Parecchie persone mi hanno scritto in questi giorni, dando sfogo al loro stato d’animo per i giorni inquieti che stiamo vivendo… mentre scrivo, ad inizio settimana, ancora non sappiamo com’e quando la risposta americana avverrà, quali conseguenze ne scaturiranno. Nel frattempo – però – desidero che la Parola illumini questo tempo senza che ci passi sulla testa.
Sfogliando gli appunti sul vangelo odierno scritti cinque anni fa, ho visto che allora avevo dato un taglio particolare al commento del Vangelo, che potrei intitolare: il discepolo e la giustizia.

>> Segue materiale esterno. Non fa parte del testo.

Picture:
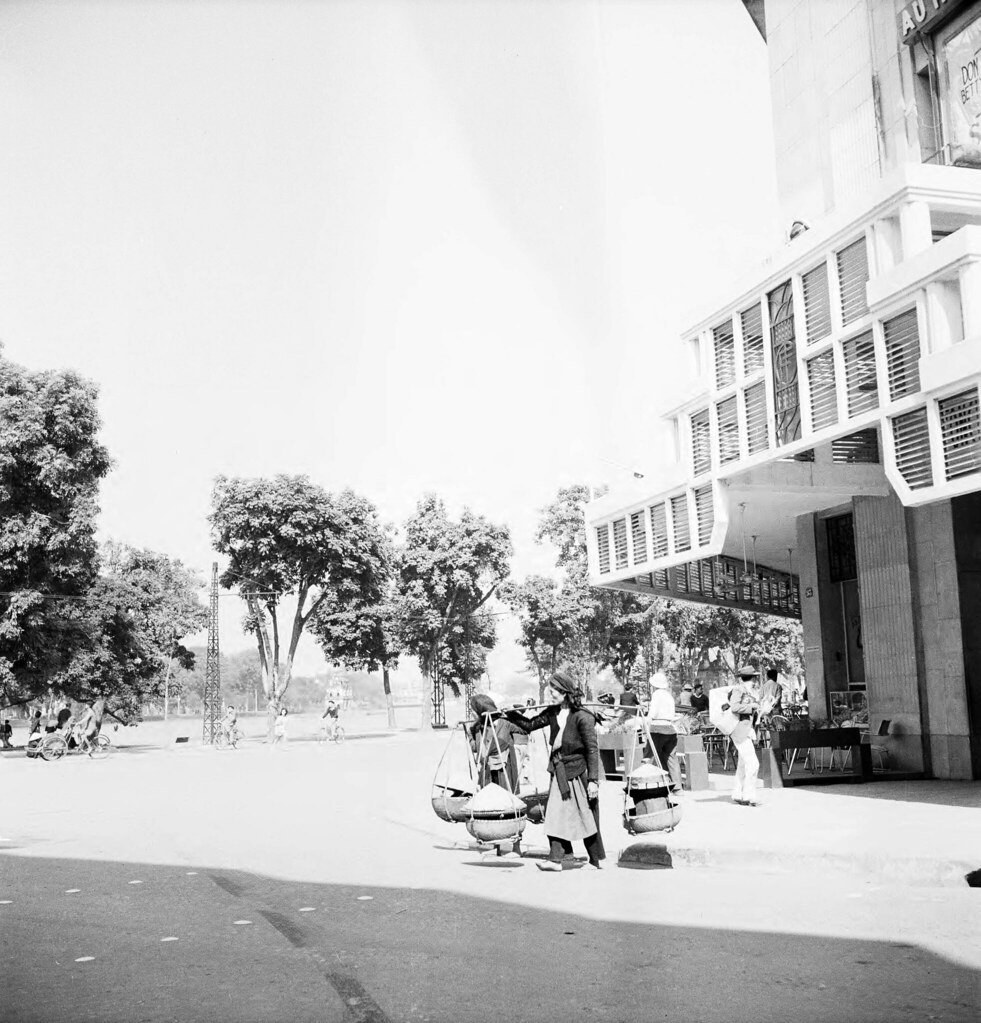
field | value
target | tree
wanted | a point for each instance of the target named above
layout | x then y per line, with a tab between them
447	571
549	616
51	462
168	605
286	538
612	624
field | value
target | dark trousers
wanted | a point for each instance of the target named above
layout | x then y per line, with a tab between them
560	847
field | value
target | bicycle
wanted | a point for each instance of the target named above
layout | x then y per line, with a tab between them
335	735
226	741
53	747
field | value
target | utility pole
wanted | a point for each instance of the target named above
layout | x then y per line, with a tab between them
213	668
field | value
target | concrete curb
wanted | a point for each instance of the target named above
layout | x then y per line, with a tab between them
913	871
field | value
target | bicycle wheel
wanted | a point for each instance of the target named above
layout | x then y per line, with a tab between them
53	748
99	747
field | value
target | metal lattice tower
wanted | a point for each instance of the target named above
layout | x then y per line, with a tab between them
213	668
439	698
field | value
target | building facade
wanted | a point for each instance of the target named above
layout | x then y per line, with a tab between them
827	451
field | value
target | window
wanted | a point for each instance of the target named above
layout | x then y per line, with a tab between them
816	303
820	380
902	354
852	277
704	514
620	542
701	443
724	354
862	391
728	431
961	430
659	531
603	547
910	437
752	322
639	535
679	520
756	433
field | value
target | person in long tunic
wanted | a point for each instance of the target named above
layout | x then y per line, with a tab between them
572	813
493	742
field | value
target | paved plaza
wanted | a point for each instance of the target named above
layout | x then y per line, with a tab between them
181	883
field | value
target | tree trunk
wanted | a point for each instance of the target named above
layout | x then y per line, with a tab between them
389	699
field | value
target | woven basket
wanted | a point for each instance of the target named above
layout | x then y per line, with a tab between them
448	807
496	831
642	824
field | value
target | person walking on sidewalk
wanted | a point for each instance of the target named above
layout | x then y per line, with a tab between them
744	703
573	809
664	731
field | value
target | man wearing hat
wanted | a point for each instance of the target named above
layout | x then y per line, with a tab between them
744	703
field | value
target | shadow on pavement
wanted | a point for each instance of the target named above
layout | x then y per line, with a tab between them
116	941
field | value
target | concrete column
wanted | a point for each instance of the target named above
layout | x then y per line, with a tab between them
917	230
889	627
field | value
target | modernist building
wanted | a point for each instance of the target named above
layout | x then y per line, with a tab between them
827	455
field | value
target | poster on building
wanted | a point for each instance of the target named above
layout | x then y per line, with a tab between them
963	100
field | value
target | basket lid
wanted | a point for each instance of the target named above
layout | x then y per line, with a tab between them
493	797
649	776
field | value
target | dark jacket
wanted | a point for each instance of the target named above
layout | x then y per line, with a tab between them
579	753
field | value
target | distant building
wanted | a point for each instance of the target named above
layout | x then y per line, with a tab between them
828	449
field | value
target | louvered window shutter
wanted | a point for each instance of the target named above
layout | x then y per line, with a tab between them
910	435
858	448
679	520
620	542
603	547
705	514
639	535
820	380
756	436
659	531
816	303
728	431
701	442
961	430
852	277
860	373
752	321
724	354
902	354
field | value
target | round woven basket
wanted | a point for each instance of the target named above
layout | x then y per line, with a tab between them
496	831
535	801
642	824
450	808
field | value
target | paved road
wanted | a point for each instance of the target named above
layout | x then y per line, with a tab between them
362	906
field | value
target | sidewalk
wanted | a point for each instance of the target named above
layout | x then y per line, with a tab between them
913	833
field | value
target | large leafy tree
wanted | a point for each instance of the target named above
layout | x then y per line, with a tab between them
51	462
549	616
447	571
290	542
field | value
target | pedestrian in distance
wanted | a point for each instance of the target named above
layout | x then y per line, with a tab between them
279	729
572	813
744	703
662	719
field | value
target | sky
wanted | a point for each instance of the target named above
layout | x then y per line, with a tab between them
402	247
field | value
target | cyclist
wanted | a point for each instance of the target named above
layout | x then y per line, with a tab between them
229	725
331	717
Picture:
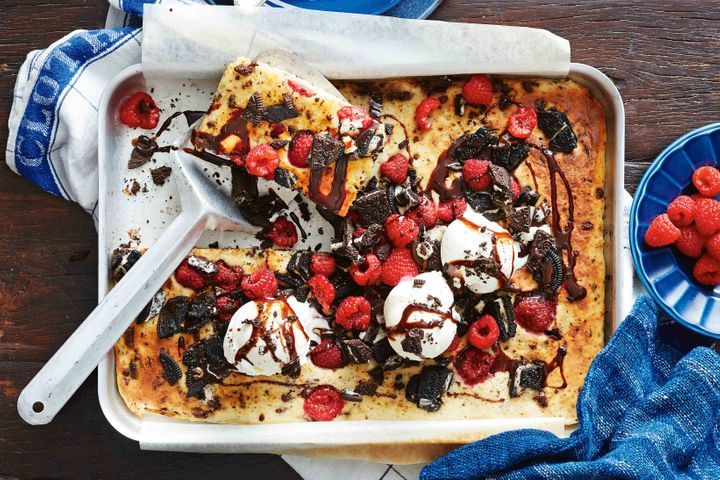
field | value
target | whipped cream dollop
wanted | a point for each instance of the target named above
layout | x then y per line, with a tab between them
264	336
479	253
420	320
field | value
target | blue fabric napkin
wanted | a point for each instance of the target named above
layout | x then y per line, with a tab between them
645	411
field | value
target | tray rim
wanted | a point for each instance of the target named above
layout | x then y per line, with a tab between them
130	426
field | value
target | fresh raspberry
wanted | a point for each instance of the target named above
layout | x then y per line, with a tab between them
323	291
661	232
399	265
188	277
300	89
368	272
707	216
473	365
227	277
283	233
140	110
712	245
484	332
322	264
299	149
682	211
327	354
227	306
261	161
690	242
707	181
323	403
522	122
707	271
478	90
353	314
395	169
356	115
452	209
476	174
515	188
259	284
535	314
425	213
401	230
422	112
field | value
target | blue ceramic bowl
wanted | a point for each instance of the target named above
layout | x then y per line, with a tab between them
369	7
665	272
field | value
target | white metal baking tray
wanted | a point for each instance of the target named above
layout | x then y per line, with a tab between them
122	217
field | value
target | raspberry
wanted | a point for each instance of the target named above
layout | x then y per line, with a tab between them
327	354
353	314
707	216
707	181
690	242
227	306
522	122
188	277
661	232
395	169
322	264
323	291
323	403
425	213
261	161
299	149
401	230
515	188
368	272
422	112
259	284
712	245
283	233
300	89
535	314
682	211
476	174
140	110
707	271
227	277
452	209
484	332
356	115
399	265
478	90
473	365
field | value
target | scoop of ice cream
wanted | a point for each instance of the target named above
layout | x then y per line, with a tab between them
419	317
479	253
264	336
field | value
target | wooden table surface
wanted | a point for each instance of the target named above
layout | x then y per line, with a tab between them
663	58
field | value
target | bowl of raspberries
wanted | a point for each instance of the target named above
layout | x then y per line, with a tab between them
675	230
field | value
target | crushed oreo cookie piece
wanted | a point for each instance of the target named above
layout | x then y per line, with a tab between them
280	112
412	343
172	315
152	308
501	309
171	369
202	264
509	156
556	126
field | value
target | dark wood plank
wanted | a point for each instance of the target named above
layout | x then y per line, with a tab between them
662	56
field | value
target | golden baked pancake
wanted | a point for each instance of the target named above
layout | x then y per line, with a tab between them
499	204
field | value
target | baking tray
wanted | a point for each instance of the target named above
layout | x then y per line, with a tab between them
123	217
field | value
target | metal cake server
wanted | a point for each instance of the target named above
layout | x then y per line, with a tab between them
204	207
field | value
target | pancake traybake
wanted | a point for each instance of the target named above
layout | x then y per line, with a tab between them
466	277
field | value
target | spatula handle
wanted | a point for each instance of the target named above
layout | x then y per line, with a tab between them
63	374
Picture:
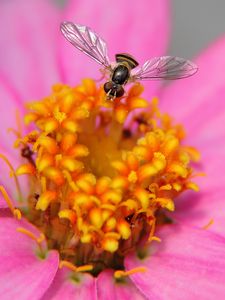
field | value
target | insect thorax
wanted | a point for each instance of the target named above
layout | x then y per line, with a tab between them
126	58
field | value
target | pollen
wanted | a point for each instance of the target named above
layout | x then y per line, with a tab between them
95	192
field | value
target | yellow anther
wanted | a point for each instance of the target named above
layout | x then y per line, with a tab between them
110	244
102	184
44	161
60	116
68	141
70	266
110	224
67	214
120	273
71	164
45	199
79	151
166	203
50	125
5	159
15	211
70	180
70	125
95	216
26	169
132	177
31	235
124	229
43	183
48	143
143	197
55	175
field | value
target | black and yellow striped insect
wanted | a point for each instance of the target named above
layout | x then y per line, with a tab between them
125	69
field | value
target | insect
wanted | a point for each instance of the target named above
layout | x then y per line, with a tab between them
125	69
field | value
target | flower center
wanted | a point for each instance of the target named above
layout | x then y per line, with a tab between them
101	175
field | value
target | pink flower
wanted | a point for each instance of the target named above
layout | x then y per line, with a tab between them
189	263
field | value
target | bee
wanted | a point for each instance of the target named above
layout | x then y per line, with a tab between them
126	69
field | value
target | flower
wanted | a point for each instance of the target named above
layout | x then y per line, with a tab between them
189	261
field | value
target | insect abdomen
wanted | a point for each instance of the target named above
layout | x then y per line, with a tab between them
120	74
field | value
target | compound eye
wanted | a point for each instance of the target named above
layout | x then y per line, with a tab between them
108	86
119	91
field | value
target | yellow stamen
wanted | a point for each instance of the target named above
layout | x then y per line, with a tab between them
5	159
30	234
15	211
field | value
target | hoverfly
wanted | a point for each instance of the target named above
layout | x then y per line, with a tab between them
126	68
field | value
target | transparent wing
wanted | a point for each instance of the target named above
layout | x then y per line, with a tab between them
87	41
165	67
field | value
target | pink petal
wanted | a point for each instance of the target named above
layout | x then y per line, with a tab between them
138	28
188	264
110	289
68	285
10	106
201	209
198	101
28	44
23	275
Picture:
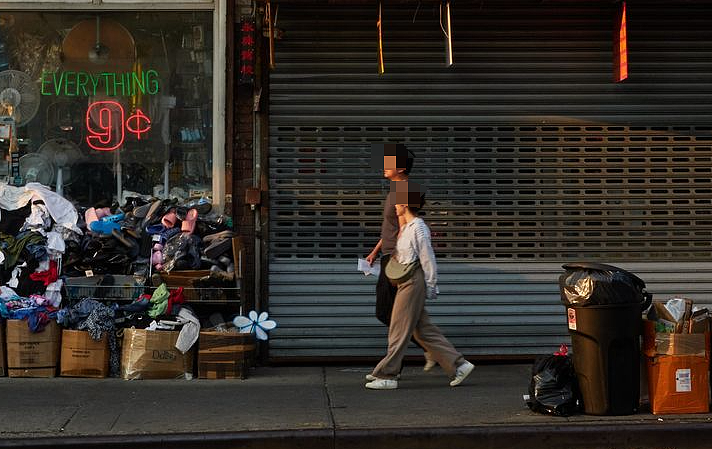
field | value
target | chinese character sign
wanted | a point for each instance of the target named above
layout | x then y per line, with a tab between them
247	51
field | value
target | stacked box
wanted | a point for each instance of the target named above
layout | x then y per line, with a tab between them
150	354
678	371
225	355
32	354
83	356
3	361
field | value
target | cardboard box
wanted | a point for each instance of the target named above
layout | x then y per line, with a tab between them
699	322
3	360
678	384
32	354
224	355
678	371
153	355
83	356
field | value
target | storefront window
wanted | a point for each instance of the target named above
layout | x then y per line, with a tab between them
109	104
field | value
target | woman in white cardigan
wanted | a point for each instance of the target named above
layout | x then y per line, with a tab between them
409	315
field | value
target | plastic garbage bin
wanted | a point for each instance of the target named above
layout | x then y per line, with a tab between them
603	307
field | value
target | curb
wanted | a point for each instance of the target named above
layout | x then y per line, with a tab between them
598	436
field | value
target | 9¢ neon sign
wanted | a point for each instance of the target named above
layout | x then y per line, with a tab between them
107	125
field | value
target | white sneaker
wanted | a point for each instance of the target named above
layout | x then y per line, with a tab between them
429	363
382	384
461	373
371	377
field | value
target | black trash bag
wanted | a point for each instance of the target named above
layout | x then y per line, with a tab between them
553	389
589	284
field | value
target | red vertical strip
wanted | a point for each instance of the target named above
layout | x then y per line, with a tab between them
620	46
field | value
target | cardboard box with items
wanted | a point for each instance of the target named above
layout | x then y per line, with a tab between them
82	356
676	342
32	354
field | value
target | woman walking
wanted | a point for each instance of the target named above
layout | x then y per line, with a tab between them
409	316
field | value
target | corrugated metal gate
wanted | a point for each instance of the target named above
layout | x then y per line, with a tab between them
531	154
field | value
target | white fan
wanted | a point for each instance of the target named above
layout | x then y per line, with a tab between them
19	96
62	154
36	168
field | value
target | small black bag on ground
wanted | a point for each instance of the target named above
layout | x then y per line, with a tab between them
553	389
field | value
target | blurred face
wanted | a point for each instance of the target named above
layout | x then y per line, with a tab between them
400	209
389	167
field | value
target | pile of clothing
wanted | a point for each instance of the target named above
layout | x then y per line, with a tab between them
35	225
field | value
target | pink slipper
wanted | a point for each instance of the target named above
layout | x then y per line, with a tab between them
188	224
90	216
103	212
169	220
157	256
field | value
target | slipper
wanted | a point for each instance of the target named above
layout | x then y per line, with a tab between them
218	236
90	216
188	224
105	226
103	212
157	258
113	218
141	211
169	220
155	229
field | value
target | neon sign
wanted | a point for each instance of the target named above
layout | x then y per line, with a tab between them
620	47
107	127
75	84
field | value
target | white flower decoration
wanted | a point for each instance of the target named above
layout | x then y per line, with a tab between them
259	325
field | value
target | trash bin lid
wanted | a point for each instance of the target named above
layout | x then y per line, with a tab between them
602	267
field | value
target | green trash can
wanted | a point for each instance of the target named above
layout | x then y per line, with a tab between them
604	305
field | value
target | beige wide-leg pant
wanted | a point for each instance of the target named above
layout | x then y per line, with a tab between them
410	318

E’ ancora attuale questo tema? Sempre di più, credo. Il nostro vecchio Papa parkinsoniano insiste su questa teoria: la pace è frutto della giustizia. Per quanto gli stati occidentali si sforzino di debellare il terrorismo, migliorerà la situazione solo se cambieranno i rapporti di giustizia tra i popoli. Le polemiche aspre sull’ormai dimenticato G8 di Genova perdevano di vista quest’assioma fondamentale: il terrorismo non avrebbe presa nelle masse povere se riuscissimo veramente a costruire un mondo solidale in cui il benessere dell’umanità prevale sul profitto. Non voglio entrare in temi difficili, in diatribe politiche od economiche, ma è Amos che lo dice. Questo profeta-pastore 700 anni prima di Cristo scuote la coscienza del popolo, tutto preso a rendere onore a Dio nell’attesa di fregare il prossimo, un popolo che rispetta l’apparenza della religione senza tradurla in atteggiamenti onesti e di conversione. Il rischio permane: le leggi di mercato sono influenzate dall’etica, dalla prospettiva cristiana? Non ci sarà vera pace se non si saranno chiariti i rapporti tra economia e politica, tra la volontà di una crescita comune e le conseguenze pratiche sull’economia. Occorre togliere ossigeno al pensiero violento e distruttivo alimentato nelle folle povere dalla visione (a torto?) di un mondo occidentale ricco e spregiudicato che impone le sue leggi economiche a tutti.
L’amministratore delegato della parabola è lodato da Gesù per la sua sagacia (non per la sua disonestà!) e Gesù sospira tristemente: “Se mettessimo la stessa energia nel cercare le cose di Dio!”; se mettessimo almeno la stessa intelligenza, lo stesso tempo, lo stesso entusiasmo che mettiamo nell’investire i nostri risparmi anche per le cose di Dio! La scaltrezza dell’amministratore è l’atteggiamento che manca alle nostre stanche comunità cristiane: pensiero debole che si adagia su quattro devozioni e un po’ di moralismo senza l’audacia della conversione, del dialogo, della riflessione. Riguarda gli altri, tutto ciò? Riguarda le povere vittime americane e le spaesate famiglie afgane che fuggono la vendetta? Saprò, sapremo costruire qualcosa di diverso?
Io, Paolo, posso vivere nella pace, come dicevamo domenica, ma anche nella giustizia: libero dall’ansia del denaro (che può svanire in trenta minuti per opera di un pazzo, New York insegna), libero da mammona, per essere discepolo. Ecco, la sostanza è questa: se sono discepolo di Cristo so quanto valgo, so quanto valgono gli altri e vado all’essenziale nei miei rapporti: dall’onestà nello svolgere il mio lavoro, alla solidarietà, ad uno stile di vita retta e consona al Vangelo. Chi è il padrone dell’umanità? Dio? O mammona? Mammona che oggi ha mille seducenti nuovi volti: mercato, profitto, auto-realizzazione. Gesù non è moralista: il denaro non è sporco, è solo rischioso e il discepolo, il figlio della luce ne usa senza diventarne schiavo.
Concludo unendomi a Paolo, mio patrono e fratello nella fede. Rileggete l’invito fatto a Timoteo, preghiamo con fede, alziamo al cielo mani senza contese, invochiamo il dono della pace per la nostra terra, impegniamoci a trascorrere una vita alma e tranquilla, con tutta pietà e dignità.